It was the biggest initial public offering since 2018, but shares of PEXA dropped on their debut day after the online property conveyancer suffered an embarrassing operational glitch on the eve of its float.
PEXA’s shares opened at $16.68, more than 2 per cent below their IPO price, and dropped further to trade as low as $16.42 within minutes after they started trading on the ASX.
In a statement to the sharemarket on Thursday morning, the company said an outage had temporarily prevented members from being able to log on to the platform for a period of 1 hour 45 minutes on Wednesday afternoon. It said services had been restored by 5pm.
“All property settlements that were in ‘Ready’ status proceeded yesterday, with the remainder requiring rebooking,” PEXA explained.
The company, backed by the Commonwealth Bank, ASX-listed Link Administration and Morgan Stanley Infrastructure Partners (MSIP), bolstered market confidence in the float with the news that transaction volumes for the June quarter were 4 per cent ahead of the forecasts in its share sale documents.

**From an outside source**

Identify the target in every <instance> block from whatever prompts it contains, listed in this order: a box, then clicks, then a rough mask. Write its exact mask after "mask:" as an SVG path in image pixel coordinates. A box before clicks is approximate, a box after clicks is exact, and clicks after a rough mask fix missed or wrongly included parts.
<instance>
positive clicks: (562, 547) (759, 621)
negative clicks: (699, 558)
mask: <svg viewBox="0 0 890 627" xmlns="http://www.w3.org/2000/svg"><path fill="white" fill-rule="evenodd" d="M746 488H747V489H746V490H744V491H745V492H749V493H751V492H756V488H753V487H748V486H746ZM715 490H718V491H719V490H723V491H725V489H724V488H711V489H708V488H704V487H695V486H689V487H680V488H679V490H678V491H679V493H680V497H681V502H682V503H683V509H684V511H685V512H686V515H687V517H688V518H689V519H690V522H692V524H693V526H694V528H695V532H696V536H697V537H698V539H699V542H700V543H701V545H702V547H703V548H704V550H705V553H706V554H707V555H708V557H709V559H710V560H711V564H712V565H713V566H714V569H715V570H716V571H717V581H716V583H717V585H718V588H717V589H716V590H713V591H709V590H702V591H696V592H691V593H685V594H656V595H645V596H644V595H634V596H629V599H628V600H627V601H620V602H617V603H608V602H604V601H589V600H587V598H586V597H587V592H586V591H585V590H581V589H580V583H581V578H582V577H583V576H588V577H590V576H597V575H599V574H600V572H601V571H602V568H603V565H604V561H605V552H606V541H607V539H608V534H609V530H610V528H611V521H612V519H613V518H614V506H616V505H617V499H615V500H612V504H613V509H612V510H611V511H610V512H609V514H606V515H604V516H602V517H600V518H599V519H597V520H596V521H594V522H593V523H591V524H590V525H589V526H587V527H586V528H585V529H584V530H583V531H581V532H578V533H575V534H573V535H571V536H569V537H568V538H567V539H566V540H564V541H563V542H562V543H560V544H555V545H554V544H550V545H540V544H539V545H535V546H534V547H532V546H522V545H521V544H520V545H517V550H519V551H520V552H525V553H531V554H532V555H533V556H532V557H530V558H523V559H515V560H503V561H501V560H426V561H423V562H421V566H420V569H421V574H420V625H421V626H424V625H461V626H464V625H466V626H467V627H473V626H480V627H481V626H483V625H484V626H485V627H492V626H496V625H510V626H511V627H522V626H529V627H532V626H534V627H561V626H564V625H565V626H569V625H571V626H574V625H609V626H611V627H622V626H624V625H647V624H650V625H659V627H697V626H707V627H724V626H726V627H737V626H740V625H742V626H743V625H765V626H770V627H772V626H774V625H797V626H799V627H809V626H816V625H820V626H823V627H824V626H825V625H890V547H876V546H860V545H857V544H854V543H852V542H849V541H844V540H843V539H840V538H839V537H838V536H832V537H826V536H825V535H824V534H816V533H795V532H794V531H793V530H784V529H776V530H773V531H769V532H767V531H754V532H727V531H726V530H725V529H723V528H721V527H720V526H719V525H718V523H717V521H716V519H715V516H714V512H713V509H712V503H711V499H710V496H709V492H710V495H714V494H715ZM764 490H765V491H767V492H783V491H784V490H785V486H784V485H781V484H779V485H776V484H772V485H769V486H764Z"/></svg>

It said more than 960,000 transactions had been processed, beating its own forecast of 923,000.
It was its second attempt at a sharemarket listing. New investors were paying dearly for their PEXA shares on the basis the company still has a monopoly position as the $300 billion paper-driven property conveyancing industry moves online.
While PEXA is counting on overseas expansion to justify its lofty listing price, analysts were starting to question whether the market would support the $3 billion valuation for a business expected to generate revenue totalling $218 million for the financial year just ended, but remaining unprofitable.
Morningstar analyst Gareth James said investing in PEXA’s largest shareholder Link offers cheaper exposure to the property conveyancer, which he considers overpriced at its $17.13-a-share IPO price.